The foreground of this triptych depicts the Madonna and the Christ Child united in a tender embrace. The left lateral shutter door displays St. John the Evangelist with the Gospel and a martyr holding a palm frond symbolic of the victory of martyrs. The right lateral shutter displays St. Catherine of Alexandria with a crown, palm frond, and spiked wheel, the instrument of her torture, and Saint John the Baptist wearing a cloak over his traditional camel hair garment and displaying a scroll with the inscription: Ecce Agnus Dei.
The figure of the Madonna depicted in the oversized, central compartment of the triptych is most likely derived from an older model, one that was particularly revered at the time of the artist but has since been lost. This older model would have been created by a copyist closely imitating the Byzantine iconography of the Theotókos Glykophilousa, or “the Mother of God who sweetly loves her Son.” In this triptych, the artist has renewed and enriched this venerated, popular icon model by modifying the appearance of the Madonna’s mantle, which the artist has painted with sumptuous fabric preciously embroidered with phytomorphic and floral motifs. The artist has also inscribed the halo of the Madonna with the Gothic script: ave maria gratia plena dominus tecu(m). As narrated in the Gospel of Luke (1, 26-38), it is with these words that the Archangel Gabriel announces to the Virgin, gathered in prayer, that she is to give birth to the Son of God. It is precisely this scene that is depicted in the center of the triptych, at the center of which appears the figure of God the Father amidst the celestial spheres.
The images of the characters stand out against the background of thickly-applied gold leaf decorated with leaves and flower clusters on the lobed margin. This type of ornamentation of the late Gothic style recalls the work of goldsmiths in Northern Europe, but such techniques in metalwork were also present in central-southern Italy and in the region of Umbria and Orvieto.

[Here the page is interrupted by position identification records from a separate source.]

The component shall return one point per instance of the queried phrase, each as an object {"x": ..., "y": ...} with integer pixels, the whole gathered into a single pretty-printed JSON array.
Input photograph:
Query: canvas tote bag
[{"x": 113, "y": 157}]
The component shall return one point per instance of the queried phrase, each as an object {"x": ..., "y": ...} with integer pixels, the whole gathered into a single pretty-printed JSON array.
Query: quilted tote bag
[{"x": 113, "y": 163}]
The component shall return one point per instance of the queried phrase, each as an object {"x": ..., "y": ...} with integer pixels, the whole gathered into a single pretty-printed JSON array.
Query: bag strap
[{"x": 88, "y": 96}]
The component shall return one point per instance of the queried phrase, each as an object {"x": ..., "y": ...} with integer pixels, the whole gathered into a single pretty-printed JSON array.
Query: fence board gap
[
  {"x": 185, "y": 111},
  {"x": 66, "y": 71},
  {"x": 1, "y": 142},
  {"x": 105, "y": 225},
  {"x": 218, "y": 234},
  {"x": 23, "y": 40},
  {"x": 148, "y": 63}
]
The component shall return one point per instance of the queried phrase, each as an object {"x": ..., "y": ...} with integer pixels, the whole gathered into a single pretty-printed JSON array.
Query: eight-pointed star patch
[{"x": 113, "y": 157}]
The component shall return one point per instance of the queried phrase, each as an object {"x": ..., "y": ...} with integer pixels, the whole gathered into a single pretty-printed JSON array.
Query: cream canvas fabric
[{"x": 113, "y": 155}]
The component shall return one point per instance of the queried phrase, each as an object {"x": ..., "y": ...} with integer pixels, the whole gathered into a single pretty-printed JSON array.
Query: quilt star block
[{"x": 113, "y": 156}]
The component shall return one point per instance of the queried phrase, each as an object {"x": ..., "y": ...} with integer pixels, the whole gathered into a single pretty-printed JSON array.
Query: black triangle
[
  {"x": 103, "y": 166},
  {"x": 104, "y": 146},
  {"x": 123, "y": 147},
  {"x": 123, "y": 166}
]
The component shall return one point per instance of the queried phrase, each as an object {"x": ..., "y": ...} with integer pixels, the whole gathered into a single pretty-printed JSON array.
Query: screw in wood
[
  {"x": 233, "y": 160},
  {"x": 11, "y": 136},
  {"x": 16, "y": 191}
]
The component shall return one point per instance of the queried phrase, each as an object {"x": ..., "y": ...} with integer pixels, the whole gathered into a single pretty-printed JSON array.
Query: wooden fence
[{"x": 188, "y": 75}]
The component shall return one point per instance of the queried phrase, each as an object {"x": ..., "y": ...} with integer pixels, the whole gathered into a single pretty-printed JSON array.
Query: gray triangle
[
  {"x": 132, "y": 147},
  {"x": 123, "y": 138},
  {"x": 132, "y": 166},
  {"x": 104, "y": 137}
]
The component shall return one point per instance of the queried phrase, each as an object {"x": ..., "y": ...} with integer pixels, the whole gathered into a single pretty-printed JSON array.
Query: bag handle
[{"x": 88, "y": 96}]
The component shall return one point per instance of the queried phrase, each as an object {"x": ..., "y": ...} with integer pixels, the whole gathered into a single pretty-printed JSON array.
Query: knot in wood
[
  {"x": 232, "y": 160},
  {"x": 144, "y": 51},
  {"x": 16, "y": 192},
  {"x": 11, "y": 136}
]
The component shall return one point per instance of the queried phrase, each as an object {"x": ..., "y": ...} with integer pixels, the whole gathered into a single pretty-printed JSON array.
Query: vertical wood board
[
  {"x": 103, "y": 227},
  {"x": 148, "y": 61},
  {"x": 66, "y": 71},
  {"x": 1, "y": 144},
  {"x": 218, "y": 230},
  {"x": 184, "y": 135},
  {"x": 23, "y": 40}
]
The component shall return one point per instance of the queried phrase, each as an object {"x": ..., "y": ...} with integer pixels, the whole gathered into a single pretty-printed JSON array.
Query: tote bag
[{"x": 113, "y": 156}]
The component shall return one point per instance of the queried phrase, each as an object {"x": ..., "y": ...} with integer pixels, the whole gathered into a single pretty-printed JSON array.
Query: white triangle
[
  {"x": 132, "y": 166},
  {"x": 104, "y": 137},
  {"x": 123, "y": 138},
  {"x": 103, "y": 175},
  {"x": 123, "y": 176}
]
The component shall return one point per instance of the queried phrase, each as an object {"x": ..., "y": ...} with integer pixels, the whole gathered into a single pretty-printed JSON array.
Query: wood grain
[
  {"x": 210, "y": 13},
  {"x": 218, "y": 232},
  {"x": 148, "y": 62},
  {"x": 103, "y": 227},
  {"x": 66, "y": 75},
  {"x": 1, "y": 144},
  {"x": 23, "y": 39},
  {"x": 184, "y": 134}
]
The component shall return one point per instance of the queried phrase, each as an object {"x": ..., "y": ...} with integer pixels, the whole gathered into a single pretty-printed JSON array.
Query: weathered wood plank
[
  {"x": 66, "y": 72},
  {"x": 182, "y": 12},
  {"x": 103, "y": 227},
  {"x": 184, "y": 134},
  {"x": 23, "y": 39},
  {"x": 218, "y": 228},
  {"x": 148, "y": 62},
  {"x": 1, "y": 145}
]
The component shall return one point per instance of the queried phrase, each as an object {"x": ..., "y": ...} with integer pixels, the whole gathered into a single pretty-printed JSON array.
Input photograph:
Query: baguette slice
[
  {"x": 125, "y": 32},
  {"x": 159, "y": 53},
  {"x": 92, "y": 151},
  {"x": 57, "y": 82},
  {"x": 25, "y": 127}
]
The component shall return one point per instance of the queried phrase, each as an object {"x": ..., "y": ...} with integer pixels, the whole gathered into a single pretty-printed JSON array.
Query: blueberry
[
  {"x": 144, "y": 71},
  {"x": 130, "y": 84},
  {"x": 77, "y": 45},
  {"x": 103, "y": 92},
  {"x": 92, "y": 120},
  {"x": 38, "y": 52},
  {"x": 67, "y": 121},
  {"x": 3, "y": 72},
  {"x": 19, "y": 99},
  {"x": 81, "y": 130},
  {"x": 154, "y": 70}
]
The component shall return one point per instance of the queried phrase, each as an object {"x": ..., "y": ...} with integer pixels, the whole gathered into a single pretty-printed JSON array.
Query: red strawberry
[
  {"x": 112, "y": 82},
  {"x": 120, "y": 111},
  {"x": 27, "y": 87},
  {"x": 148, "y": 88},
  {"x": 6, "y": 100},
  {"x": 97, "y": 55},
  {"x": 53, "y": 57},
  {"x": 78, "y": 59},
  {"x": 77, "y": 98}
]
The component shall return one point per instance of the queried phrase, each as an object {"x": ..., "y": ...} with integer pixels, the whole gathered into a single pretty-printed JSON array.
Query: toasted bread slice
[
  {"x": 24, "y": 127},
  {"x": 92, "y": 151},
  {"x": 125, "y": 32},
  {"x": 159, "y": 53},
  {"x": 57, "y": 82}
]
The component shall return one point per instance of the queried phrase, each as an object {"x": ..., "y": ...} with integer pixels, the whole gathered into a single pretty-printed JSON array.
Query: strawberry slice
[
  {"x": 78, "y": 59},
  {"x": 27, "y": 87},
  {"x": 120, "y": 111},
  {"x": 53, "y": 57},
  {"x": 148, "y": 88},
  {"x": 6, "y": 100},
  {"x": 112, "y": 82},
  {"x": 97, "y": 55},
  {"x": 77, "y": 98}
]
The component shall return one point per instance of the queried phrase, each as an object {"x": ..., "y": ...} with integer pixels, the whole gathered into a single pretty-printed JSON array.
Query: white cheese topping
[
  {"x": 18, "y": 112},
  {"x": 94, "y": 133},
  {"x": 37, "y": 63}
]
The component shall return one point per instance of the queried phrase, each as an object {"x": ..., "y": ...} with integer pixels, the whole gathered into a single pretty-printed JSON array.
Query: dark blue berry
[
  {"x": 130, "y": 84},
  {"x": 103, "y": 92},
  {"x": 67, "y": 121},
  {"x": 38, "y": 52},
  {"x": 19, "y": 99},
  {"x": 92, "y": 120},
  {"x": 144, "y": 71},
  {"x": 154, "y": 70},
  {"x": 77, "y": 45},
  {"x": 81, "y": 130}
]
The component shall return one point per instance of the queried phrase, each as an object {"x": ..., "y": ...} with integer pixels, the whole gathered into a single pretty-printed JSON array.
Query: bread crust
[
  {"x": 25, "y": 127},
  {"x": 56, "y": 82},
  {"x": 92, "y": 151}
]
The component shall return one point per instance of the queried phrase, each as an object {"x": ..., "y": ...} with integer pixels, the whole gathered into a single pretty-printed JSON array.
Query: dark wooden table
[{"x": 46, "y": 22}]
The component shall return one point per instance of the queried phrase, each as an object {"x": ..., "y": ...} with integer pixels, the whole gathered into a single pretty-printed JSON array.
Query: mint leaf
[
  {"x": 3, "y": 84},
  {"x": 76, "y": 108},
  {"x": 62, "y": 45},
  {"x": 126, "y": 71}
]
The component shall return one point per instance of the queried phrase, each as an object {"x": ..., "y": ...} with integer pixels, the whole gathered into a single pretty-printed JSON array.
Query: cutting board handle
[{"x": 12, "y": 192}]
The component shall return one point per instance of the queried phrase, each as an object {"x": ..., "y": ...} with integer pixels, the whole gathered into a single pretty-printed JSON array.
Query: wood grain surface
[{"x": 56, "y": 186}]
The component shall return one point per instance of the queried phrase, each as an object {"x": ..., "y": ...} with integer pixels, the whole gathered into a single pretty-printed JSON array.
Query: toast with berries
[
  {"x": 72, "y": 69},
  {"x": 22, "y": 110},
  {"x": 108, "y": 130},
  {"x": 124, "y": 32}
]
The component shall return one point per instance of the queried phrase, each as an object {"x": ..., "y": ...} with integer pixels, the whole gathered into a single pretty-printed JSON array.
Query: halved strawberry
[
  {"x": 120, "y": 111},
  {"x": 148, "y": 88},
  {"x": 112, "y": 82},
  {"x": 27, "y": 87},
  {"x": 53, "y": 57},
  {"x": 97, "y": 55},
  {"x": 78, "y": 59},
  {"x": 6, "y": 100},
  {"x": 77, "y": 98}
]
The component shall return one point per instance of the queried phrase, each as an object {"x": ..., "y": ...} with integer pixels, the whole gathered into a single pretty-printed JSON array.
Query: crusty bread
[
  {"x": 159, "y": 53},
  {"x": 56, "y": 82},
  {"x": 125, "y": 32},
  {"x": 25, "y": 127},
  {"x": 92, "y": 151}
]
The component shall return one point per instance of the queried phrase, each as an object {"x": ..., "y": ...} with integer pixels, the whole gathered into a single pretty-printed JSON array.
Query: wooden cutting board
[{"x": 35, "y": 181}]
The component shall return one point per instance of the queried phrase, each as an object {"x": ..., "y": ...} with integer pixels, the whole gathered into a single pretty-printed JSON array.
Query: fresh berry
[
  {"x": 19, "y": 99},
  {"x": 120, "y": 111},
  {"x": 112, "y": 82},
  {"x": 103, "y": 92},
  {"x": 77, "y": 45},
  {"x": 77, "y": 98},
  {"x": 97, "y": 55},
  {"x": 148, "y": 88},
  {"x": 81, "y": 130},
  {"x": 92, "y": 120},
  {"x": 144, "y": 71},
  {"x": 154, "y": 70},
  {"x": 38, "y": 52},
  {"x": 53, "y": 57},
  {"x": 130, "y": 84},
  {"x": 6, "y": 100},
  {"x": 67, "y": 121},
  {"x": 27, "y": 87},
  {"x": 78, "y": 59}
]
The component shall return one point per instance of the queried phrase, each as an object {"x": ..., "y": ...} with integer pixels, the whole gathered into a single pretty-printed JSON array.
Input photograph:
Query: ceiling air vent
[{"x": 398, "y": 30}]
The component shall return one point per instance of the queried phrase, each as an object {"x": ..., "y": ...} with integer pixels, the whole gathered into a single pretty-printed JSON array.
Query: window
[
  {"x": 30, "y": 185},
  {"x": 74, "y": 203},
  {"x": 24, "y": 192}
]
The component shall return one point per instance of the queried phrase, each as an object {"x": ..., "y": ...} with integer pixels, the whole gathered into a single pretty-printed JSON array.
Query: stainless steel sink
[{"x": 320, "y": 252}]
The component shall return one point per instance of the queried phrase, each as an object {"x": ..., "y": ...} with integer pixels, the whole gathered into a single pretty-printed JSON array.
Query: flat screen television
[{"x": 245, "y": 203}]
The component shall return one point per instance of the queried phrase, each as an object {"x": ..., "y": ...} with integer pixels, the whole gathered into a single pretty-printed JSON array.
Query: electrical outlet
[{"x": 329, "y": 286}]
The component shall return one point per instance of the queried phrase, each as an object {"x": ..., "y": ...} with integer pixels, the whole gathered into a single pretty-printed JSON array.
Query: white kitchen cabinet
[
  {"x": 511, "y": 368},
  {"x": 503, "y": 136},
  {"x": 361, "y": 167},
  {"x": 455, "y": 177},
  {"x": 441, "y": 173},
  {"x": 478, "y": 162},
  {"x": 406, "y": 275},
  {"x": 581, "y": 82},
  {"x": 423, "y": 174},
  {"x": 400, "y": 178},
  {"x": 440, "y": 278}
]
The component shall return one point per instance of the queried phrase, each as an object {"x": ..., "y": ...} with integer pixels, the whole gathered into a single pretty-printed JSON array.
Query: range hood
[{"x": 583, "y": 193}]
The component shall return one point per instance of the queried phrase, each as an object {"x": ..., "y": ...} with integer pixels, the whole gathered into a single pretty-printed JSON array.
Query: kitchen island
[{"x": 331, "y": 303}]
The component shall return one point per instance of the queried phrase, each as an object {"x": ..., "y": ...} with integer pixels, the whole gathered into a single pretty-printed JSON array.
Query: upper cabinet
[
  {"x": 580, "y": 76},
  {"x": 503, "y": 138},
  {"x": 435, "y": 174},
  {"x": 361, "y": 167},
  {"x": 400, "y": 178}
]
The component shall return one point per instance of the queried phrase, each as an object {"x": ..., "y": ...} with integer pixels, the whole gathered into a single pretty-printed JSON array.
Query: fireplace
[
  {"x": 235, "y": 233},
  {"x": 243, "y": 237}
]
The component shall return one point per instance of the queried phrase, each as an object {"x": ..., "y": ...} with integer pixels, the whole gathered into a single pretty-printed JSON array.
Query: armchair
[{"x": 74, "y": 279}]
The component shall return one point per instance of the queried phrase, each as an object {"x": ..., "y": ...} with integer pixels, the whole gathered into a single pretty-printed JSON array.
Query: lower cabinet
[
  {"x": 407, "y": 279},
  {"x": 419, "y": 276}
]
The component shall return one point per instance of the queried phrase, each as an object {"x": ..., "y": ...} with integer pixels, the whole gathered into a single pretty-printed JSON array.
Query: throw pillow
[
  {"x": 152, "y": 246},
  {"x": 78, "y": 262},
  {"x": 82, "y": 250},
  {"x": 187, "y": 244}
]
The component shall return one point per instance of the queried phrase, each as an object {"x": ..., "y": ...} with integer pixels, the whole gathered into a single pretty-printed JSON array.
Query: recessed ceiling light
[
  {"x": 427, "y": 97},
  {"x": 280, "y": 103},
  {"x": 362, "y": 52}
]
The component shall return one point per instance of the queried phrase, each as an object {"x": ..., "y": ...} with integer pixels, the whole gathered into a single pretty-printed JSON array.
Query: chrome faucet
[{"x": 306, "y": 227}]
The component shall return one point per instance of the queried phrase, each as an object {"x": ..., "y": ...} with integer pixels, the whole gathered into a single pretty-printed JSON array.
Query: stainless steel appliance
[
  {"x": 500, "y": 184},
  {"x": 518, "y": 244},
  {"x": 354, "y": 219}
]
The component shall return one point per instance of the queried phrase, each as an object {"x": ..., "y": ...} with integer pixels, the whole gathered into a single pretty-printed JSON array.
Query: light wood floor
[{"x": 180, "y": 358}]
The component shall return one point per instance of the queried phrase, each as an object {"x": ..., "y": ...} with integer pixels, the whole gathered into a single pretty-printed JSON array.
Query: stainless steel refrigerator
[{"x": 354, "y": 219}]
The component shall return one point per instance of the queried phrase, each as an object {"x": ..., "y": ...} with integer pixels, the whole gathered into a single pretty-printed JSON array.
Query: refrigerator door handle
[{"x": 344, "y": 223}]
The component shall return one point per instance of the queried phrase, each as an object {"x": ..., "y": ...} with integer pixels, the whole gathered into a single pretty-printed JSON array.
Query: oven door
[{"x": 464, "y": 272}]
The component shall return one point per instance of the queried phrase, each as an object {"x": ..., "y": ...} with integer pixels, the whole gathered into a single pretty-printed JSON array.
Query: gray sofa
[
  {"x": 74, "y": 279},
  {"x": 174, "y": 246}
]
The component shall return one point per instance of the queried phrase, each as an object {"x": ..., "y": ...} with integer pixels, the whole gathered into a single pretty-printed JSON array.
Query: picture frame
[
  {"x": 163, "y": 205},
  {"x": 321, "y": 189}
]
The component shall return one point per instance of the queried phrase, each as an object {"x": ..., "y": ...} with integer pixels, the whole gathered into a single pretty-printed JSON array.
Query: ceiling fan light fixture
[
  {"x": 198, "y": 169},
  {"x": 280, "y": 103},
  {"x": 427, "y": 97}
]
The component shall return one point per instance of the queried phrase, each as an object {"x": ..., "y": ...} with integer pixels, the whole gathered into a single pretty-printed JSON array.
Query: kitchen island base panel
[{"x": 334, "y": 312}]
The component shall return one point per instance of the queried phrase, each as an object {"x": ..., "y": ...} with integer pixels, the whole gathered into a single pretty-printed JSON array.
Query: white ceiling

This triptych was originally believed to be of Senese origin around the years 1355-1388, and was attributed to the artist Niccolò di Bonaccorso. Later dating by the Vatican Museums pushed the estimated date of the triptych to the second decade of the fifteenth century based on the precise choices made by the artist and the archaizing character of the work. It was during the studies of the painting performed by the Vatican that the triptych was identified as belonging to the early work of an anonymous painter active from the second to the fourth decades of the fifteenth century in the Marche and in Rome, known conventionally as the “Master of the Brancaccio Triptych” after his well known triptych created for the Cardinal Rinaldo Brancaccio in c. 1425-1427, now kept in the Piersanti Museum of Matelica. This work reinforces the historical conception of fifteenth century Italy, particularly its central regions, as alive with an interest in the ancient icons and their repetition by means of copies or newly created icons due to a strong cultural link with the iconographic heritage tradition nascent in ancient history and continued into the Early Renaissance period. In Rome, for example, the last decades of the fifteenth century would feature well-known painters such as Antoniazzo Romano and Melozzo da Forlì creating famous copies of ancient Madonna icons widely-used in popular devotion, such as those in Santa Maria Maggiore, the Salus Populi Romani, and Santa Maria del Popolo.